How can you stay up to date with technology (particularly for the web) when it moves so much faster than science? It requires practice and experience. That means building and maintaining any sort of project, even if it as lowly as a blog. Blog technology has evolved a lot over the past decade, with homespun static websites evolving into the Livejournals and Xangas, replaced by the more customizable and self-hostable Wordpress and Movable Type blogs, and most recently, the wave of sleeker Twitter-inspired microblogs like Tumblr. As blogs started catering more content to link listing sites like Digg and Reddit, traffic tended to get more “spikey,” and there was nothing more embarassing than losing 10,000 potential hits to a slow backend database; therefore, another recent blog-engineering trend has been to host as much content as possible from static files, with dynamic features like comments “outsourced” to services like Disqus, Facebook, and IntenseDebate. For HuffPost-tier sites, it is then easy to push static content to content-delivery networks like Akamai and Amazon so they can handle serving it from high-performance datacenters while the bloggers focus on churning out more linkbait.

As much as Linux gearheads will groan at the premise that building a blog is at all interesting, there is actually a lot to learn by doing so. (There is a reason Rails and most other web frameworks continue to push screencasts showing how fast you can code up a blog.) The web will need to host blog-like content until the internet dies. Engineering innovations will follow this need, whether it’s nginx for super-fast static content hosting, jekyll for neatly transforming source content into web content, or unicorn for running Rack applications behind nginx. On that note, a post on the tools that power this site is forthcoming.3 I hadn’t worked with any of them before making this and I’m glad I took some time to learn them.

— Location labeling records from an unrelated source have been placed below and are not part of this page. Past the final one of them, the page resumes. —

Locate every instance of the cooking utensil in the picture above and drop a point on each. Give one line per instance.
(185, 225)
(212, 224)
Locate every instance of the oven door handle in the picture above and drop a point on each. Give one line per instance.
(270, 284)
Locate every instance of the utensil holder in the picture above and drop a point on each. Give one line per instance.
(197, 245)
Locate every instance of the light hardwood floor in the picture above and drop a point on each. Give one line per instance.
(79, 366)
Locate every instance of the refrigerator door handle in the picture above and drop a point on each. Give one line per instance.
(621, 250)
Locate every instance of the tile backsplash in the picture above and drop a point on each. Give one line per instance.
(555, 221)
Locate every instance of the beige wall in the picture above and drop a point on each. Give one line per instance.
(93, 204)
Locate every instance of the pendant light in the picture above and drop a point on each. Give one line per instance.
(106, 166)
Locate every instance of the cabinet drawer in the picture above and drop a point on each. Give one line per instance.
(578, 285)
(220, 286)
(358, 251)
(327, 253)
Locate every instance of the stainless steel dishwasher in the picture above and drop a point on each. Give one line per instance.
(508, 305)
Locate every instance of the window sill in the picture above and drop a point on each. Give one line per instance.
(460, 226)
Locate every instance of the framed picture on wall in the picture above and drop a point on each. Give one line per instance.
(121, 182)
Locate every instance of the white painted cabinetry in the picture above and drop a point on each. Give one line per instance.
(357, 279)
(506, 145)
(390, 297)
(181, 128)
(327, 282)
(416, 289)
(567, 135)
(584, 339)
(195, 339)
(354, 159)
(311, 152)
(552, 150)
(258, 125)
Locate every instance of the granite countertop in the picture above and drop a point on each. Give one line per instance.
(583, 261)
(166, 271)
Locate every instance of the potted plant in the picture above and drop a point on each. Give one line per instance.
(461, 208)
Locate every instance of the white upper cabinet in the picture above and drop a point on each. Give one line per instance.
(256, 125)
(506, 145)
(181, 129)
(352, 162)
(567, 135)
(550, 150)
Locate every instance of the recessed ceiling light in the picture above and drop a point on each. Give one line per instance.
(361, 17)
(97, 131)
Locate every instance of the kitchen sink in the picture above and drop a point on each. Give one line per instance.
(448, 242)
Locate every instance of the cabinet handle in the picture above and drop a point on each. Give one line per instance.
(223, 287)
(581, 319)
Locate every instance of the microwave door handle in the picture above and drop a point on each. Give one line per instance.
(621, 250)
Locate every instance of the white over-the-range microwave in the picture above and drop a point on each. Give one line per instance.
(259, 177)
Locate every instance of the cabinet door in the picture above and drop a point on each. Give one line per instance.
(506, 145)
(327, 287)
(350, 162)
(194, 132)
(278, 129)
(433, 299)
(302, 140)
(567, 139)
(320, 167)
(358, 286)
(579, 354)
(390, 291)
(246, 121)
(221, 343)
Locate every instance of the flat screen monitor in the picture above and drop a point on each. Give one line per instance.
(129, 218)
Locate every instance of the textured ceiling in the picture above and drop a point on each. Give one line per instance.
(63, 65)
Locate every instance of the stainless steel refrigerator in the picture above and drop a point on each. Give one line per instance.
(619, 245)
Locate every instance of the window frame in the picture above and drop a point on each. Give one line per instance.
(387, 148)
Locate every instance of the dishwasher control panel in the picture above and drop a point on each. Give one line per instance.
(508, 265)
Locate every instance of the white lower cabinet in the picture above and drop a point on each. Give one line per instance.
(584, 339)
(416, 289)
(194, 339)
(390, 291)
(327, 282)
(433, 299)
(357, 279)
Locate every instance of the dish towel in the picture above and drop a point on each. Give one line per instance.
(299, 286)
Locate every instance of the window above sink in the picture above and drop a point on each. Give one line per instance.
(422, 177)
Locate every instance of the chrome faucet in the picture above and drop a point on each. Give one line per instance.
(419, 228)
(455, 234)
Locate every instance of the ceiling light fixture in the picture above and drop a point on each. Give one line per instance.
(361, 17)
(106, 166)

So why blog, if you are a budding medical or graduate student? If you are at all interested in computational research, I say do it for three reasons: 1. it helps refine your thoughts, and improve your writing; 2. it promotes an alternative and open form of scientific dialogue; and 3. it keeps you current on web technology. That’s all for now folks—let me git commit -a && git push and get these bits on the web already!

Update: Soon after I wrote this, I ran across an interview with two social scientists on this very topic. Their takeaway: “Blogging is quite simply, one of the most important things that an academic should be doing right now.” Quite different reasons than mine, but informative nonetheless, and it is followed by a recent reply from a Discover Magazine writer.

  1. This is almost certainly true for computational work: new processes, tools, and scripts are exciting and interesting to other people on the web, and while none of these typically merit publication, they can really help others in the field and usually are easily suited to sharing over the web. I’ve probably learned a thousand random tricks from blog posts that help me each day.

  2. A lot of the contemporary discussion on this stems from a widely-cited article called Why Most Published Research Findings Are False by Dr. John P. A. Ioannidis.

  3. Short version: the three things I just mentioned, on a Linode 512.